Attracting Fixed Network Investment

The necessary conditions for attracting a SNO are straightforward:

  1. ICASA needs to be given the independence and powers that telecom regulators have in countries that are succeeding with their telecom reforms. Potential investors need to be convinced the process is credible and the selection of the licensee will actually be made objectively on the merits;

  2. In its notice inviting bids for the SNO, ICASA needs to establish the principle that the SNO will be granted cost-based interconnection with the established networks of Telkom and the mobile operators. It needs to announce that reasonable interconnection prices will be established by ICASA before the SNO is ready to offer services. This would ensure the SNO can get access to customers from the start, and reduce its financial risk substantially.
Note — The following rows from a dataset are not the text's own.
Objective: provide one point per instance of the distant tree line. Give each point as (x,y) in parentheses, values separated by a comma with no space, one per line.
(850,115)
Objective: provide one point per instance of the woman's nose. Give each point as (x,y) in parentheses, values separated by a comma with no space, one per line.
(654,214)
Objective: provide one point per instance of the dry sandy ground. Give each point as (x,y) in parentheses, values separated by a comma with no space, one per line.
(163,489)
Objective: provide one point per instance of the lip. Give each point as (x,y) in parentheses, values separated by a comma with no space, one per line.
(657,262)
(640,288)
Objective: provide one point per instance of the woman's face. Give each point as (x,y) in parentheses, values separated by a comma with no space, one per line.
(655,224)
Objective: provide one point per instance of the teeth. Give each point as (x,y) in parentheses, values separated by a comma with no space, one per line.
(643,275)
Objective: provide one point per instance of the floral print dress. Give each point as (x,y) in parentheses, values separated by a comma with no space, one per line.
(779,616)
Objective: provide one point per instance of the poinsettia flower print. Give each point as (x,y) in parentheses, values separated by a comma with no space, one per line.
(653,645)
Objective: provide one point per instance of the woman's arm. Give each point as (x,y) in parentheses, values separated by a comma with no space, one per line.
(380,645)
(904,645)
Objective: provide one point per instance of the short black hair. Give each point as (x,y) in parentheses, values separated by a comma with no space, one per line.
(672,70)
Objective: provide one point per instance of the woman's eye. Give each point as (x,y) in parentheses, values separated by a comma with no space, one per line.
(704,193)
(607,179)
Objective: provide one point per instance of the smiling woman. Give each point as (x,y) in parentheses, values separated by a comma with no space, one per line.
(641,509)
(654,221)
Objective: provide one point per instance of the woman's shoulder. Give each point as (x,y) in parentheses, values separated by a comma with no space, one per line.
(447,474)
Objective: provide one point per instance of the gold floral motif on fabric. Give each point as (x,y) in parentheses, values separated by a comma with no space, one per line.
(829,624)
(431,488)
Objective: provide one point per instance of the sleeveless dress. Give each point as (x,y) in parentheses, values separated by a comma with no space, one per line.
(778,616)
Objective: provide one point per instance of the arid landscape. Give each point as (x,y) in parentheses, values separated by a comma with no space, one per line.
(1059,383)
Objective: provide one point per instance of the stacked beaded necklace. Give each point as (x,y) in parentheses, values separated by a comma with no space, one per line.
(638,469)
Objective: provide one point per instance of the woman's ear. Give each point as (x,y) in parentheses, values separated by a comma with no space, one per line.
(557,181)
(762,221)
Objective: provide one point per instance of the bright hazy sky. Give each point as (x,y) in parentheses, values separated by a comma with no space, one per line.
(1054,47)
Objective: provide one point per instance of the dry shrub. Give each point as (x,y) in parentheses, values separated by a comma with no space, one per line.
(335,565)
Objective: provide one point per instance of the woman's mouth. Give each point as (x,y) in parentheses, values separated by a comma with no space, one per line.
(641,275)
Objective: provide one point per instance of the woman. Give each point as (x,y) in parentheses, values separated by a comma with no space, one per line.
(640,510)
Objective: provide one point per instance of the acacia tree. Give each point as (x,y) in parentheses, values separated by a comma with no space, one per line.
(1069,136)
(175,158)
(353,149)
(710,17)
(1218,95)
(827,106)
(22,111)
ICASA is now preparing a process to invite bids for eight regional licenses in under-serviced areas of South Africa. If this process is to have any hope of success in attracting investors and establishing conditions for financial viability in these higher cost and lower income areas, ICASA will need to adopt a proactive role in implementing this mandate. By announcing in its invitation for bids that the principle of cost-based interconnection prices with the established operators will be applied, including cost-based call termination prices in high cost areas, financially viable proposals are much more likely to be attracted. Whether or not the new regional operators can recover their higher costs of terminating calls in their respective regions will be the key factor in determining the success or failure of this policy.

In addition, by charging minimum application and licence fees, providing an expedited process for assessment, and straightforward, objective, selection criteria based on the speed and magnitude of network rollout, the possibilities for financially viable proposals are raised further. By implementing these principles in a timely and effective manner, telecom services in under-serviced areas may be improved dramatically and provide a stimulus for economic development in currently depressed regions. (See, http://link.wits.ac.za/research/usal.htm.)
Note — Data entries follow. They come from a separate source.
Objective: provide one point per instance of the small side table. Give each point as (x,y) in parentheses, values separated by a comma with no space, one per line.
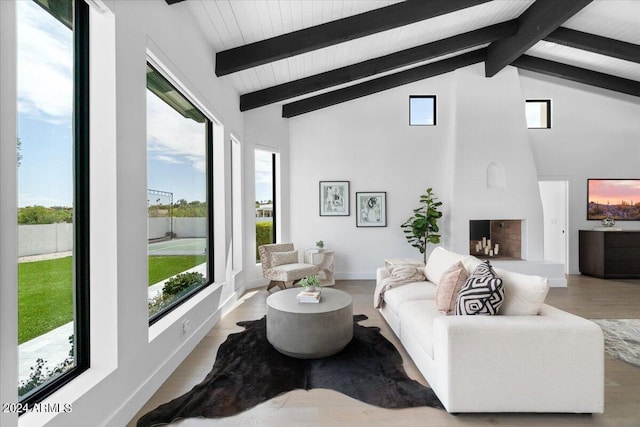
(325,261)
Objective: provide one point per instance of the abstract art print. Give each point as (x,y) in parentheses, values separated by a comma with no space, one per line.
(372,209)
(334,198)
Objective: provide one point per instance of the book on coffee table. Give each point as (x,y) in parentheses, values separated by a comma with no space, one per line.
(312,297)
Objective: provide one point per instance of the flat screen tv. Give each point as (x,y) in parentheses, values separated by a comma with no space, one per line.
(613,198)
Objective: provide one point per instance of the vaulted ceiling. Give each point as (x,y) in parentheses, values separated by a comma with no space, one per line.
(311,54)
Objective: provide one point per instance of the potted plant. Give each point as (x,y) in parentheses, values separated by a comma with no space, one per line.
(310,283)
(422,227)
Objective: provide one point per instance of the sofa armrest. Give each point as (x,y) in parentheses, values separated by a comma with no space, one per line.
(502,363)
(381,274)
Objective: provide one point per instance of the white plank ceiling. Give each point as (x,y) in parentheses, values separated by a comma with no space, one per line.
(232,23)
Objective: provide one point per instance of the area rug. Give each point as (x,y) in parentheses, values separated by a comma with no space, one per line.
(622,338)
(249,371)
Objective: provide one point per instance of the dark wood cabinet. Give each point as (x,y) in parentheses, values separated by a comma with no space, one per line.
(610,254)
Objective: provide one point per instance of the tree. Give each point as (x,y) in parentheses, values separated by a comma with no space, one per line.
(422,227)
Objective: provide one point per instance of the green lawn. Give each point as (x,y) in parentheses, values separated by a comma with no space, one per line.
(45,294)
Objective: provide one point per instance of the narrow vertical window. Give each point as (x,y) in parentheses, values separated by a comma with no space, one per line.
(53,195)
(422,110)
(179,182)
(265,167)
(538,112)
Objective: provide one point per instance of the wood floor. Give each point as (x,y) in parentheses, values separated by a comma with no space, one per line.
(587,297)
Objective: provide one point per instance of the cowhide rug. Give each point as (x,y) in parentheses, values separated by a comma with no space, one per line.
(249,371)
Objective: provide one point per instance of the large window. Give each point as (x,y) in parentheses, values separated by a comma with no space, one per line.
(538,112)
(265,167)
(179,182)
(53,206)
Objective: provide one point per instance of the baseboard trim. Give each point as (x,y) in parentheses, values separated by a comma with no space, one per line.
(136,400)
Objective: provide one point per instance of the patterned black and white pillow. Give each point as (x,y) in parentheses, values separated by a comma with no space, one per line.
(482,293)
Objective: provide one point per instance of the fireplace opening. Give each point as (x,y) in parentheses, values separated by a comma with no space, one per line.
(496,238)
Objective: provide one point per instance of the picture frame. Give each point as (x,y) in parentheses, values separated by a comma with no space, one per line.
(334,198)
(371,209)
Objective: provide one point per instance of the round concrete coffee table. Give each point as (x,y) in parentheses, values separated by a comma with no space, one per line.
(309,331)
But this will all depend upon the Minister allowing ICASA to get on with its policy implementation responsibilities, and resisting the lobbies of Telkom and the myriad other self-serving special interests tempting her to continue the centralised managed liberalisation cartel policy of Ministerial selecting of licensees on confidential political criteria. Sooner or later the government must come to understand that effective implementation of its telecom policies requires a credible and transparent regulatory process, and give ICASA the "independence" and "authority" implied in its name. Then perhaps "managed liberalisation" will be replaced by market liberalisation, ample foreign and domestic investment directed to South African telecom/ICT market development will begin to flow, the diversity, quality, and prices of services will improve dramatically, the fixed line penetration rate will begin to increase rather than decline, and some of the many thousands of employees made redundant by Telkom will find job opportunities.
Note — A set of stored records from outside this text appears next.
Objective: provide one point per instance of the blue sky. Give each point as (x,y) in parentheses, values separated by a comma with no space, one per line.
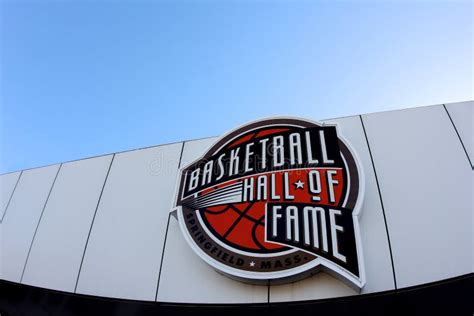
(84,78)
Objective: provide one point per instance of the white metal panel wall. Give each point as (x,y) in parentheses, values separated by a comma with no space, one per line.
(21,219)
(426,187)
(124,251)
(57,250)
(187,278)
(7,186)
(375,245)
(462,115)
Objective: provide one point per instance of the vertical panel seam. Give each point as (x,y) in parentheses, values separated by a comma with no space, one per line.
(268,293)
(166,233)
(381,202)
(162,257)
(92,222)
(11,196)
(181,155)
(39,221)
(459,137)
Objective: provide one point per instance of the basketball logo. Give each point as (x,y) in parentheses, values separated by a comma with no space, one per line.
(275,200)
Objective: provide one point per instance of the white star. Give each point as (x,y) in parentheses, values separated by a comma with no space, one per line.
(299,184)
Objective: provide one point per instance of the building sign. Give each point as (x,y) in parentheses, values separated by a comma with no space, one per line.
(276,199)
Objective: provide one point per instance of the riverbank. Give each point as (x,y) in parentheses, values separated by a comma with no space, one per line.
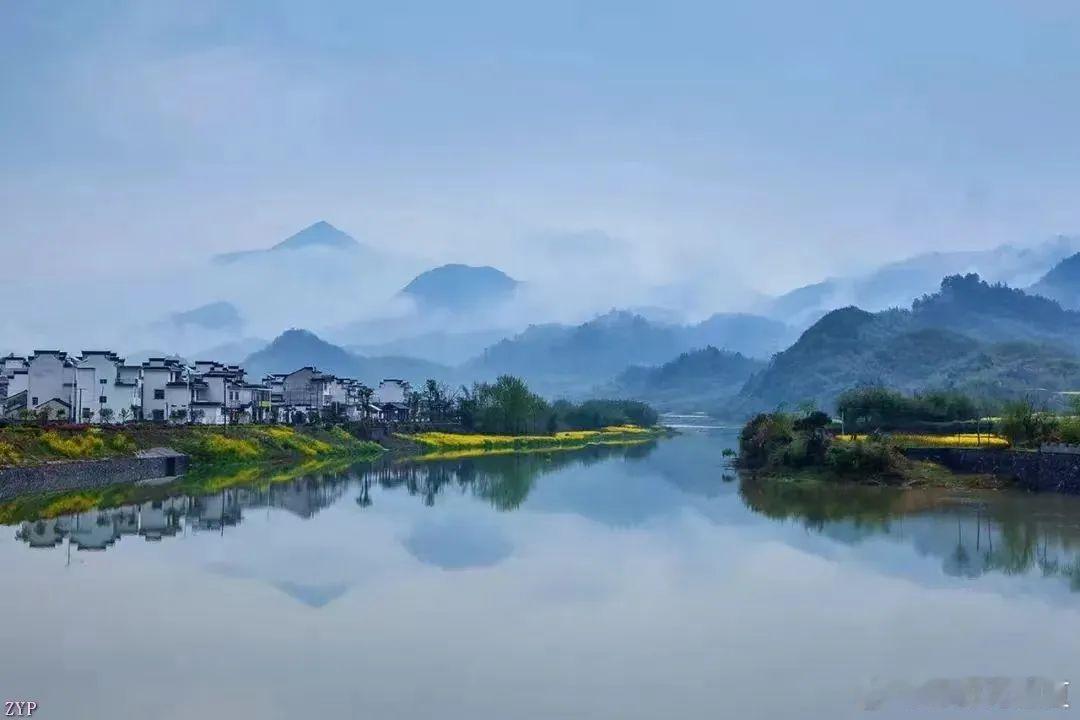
(30,445)
(464,445)
(206,480)
(783,446)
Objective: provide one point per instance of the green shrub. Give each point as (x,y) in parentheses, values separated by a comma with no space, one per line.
(863,457)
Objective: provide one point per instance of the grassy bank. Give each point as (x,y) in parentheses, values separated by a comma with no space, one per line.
(460,445)
(28,445)
(202,481)
(929,440)
(797,447)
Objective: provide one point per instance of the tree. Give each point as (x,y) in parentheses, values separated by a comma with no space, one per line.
(413,403)
(365,399)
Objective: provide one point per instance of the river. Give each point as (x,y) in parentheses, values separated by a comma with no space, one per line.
(635,582)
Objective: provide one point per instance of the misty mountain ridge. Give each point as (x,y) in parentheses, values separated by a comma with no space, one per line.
(296,348)
(991,340)
(320,234)
(458,287)
(697,380)
(1062,283)
(572,360)
(218,315)
(896,284)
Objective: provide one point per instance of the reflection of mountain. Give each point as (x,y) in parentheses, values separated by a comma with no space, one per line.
(972,534)
(990,340)
(457,543)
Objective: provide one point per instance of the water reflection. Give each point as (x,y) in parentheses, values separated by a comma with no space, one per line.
(636,582)
(971,533)
(502,480)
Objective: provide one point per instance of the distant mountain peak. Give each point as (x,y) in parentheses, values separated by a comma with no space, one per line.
(320,234)
(218,315)
(1062,283)
(458,286)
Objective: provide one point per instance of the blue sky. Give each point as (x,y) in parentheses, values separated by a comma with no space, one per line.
(804,138)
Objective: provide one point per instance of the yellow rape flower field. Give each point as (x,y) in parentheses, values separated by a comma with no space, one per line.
(461,445)
(923,440)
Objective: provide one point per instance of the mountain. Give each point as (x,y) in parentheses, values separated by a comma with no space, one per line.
(320,235)
(444,348)
(896,284)
(233,351)
(694,381)
(572,360)
(1062,283)
(990,340)
(457,287)
(213,316)
(750,335)
(296,348)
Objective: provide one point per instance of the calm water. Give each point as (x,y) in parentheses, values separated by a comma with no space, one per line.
(643,582)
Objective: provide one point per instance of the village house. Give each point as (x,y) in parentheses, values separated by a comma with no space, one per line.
(98,386)
(106,389)
(14,380)
(392,399)
(51,383)
(165,393)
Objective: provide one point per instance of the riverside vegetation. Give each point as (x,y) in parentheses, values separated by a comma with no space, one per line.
(503,416)
(27,445)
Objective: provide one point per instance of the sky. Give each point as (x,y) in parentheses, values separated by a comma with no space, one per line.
(764,144)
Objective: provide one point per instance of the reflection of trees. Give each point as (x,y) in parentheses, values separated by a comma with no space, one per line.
(503,479)
(995,532)
(817,504)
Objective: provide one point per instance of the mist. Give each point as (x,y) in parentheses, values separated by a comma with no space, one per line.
(690,161)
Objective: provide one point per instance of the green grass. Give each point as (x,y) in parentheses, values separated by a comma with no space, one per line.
(28,445)
(459,445)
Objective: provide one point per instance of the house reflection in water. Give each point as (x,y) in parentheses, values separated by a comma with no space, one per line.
(157,519)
It is disheartening to observe how South Africa´s impaired communication policy and regulatory structure is holding back development of its telecom industry, its ICT sector, its e-economy and its information society. In a vibrant democracy that has achieved miracles in other areas during the past eight years, this is untenable. A credible policy and regulatory structure must be established to unleash the enormous economic and development potential of this country.